写真/青木和也 スタイリング/荒木義樹(The VOICE) 文/長谷川 剛(TRS) 編集/名知正登

美麗な革靴を背景に進化を続ける技巧派メゾン

 パブロ・ピカソにアンディ・ウォーホル、マルチェロ・マストロヤンニ、フランク・シナトラなど、世界のセレブリティを魅了してきたパリの老舗、ベルルッティ。宝石のようなドレスシューズを背景に、今やバッグ類にウエアなどトータルブランドとして進化を続ける注目のメゾンだ。

 その始まりは1895年、イタリア生まれの靴職人、アレッサンドロ・ベルルッティによりパリに開かれたビスポーク・シューズ(オーダーメイド靴)のアトリエが原点である。創業者が作り出した技法や製法はメゾンの重要な遺産であり、贅沢に一枚革を用いステッチを伏せつつ仕立てられた「アレッサンドロ」は、今もベルルッティの傑作靴として多くのファンを魅了している。
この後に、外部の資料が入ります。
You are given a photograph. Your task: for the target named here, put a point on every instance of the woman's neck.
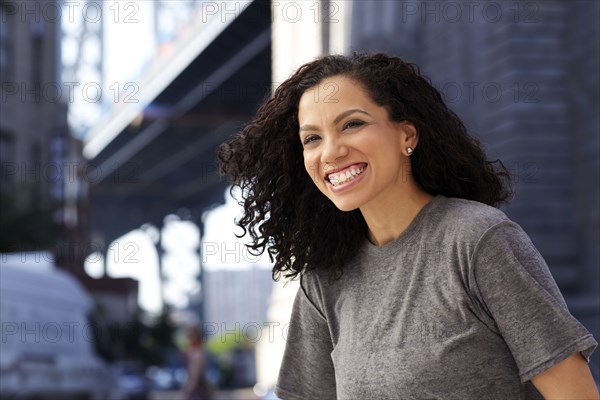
(388, 219)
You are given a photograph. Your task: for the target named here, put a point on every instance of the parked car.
(48, 343)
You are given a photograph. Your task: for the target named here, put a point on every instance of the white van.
(47, 343)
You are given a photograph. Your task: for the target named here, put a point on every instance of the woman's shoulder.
(467, 218)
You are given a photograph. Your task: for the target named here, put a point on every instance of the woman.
(196, 386)
(357, 177)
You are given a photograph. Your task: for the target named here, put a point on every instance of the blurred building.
(42, 189)
(237, 299)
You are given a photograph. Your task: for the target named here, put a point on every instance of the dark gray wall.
(523, 75)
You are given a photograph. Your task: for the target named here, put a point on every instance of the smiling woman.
(358, 178)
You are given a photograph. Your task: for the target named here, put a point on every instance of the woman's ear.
(409, 136)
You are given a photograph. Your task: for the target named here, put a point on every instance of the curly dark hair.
(286, 214)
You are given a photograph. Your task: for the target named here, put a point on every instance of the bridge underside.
(165, 161)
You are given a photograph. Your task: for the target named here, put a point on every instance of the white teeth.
(345, 176)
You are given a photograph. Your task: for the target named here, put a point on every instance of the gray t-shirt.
(460, 306)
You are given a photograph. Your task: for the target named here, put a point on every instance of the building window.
(7, 160)
(6, 42)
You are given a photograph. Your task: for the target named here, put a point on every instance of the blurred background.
(116, 231)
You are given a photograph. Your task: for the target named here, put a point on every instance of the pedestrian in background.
(357, 178)
(196, 387)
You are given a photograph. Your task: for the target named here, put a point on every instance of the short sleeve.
(514, 286)
(307, 368)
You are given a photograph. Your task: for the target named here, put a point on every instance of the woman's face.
(352, 151)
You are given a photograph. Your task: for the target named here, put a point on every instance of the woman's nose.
(333, 149)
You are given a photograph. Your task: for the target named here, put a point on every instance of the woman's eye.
(353, 124)
(309, 138)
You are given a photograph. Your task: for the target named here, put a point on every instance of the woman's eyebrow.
(336, 120)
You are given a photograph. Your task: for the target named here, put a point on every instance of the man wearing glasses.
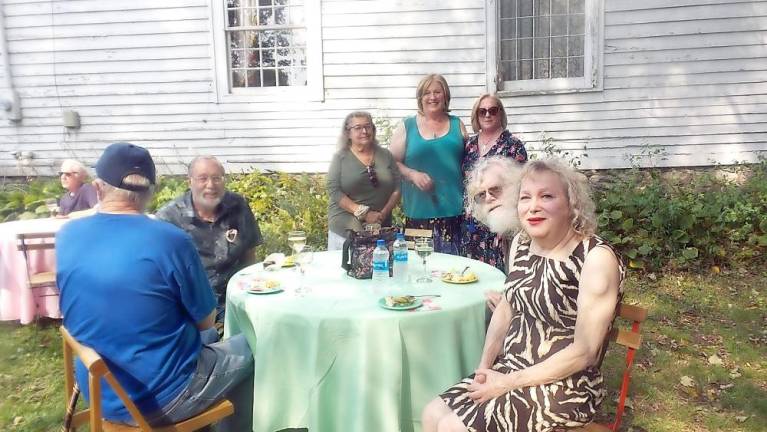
(220, 223)
(79, 195)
 そして長年に渡り蓄積された革を扱う技術やノウハウはさらなる広がりを見せ、2005年からは華麗な鞄や財布等を多彩に生みだし話題をさらっている。なかでもベルルッティだけの高級素材として知られる「ヴェネチアレザー」を用いたバッグは、独特の洒落感と色気を兼備する希有なアイテムとして、世界のウェルドレッサー達に愛用されるほど。定番的なビジネススタイルもベルルッティの鞄を添えることで、品格をキープしつつエッジあるスタイルに昇華できるのである。